3rd DCA Denies Prejudgment Interest Back to Date of Loss

On August 31, 2009, I posted on a 3rd DCA case where the DCA allowed prejudgment interest from the date of loss.  In that case, the insurer had denied coverage.  In Sunshine State Insurance Company v. Davide, ___ So.3d. ___ (Fla. 3rd DCA July 15, 2009), the 3rd DCA ruled that the insured was not entitled to prejudgment interest from the date of loss where there was simply a dispute concerning the amount of the loss. 
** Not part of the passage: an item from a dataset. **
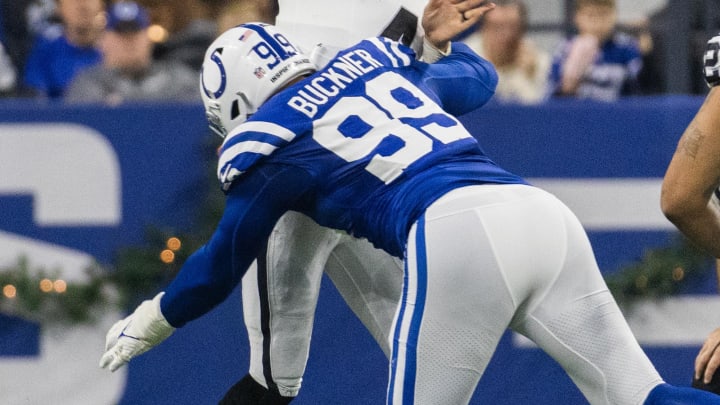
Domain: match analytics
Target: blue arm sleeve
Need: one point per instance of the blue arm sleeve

Where there is simply a dispute as to the amount of the loss - as opposed to a denial of coverage - the 3rd holds that prejudgment interest is calculated pursuant to the terms of the insurance policy.  The loss settlement provision in the policy in Davide stated that the sums were not due until 60 days after the filing of an appraisal award; and thus, prejudgment interest could only begin running at that 60 day mark.    (If the policy does not specifically state when payment from the insurer then presumably prejudgment interest will be due from the date of loss or more likely the date of breach by the insurer). 

What Does it Mean to "Replace" a Lost Diamond Bracelet Under State Farm's Homeowner's Policy?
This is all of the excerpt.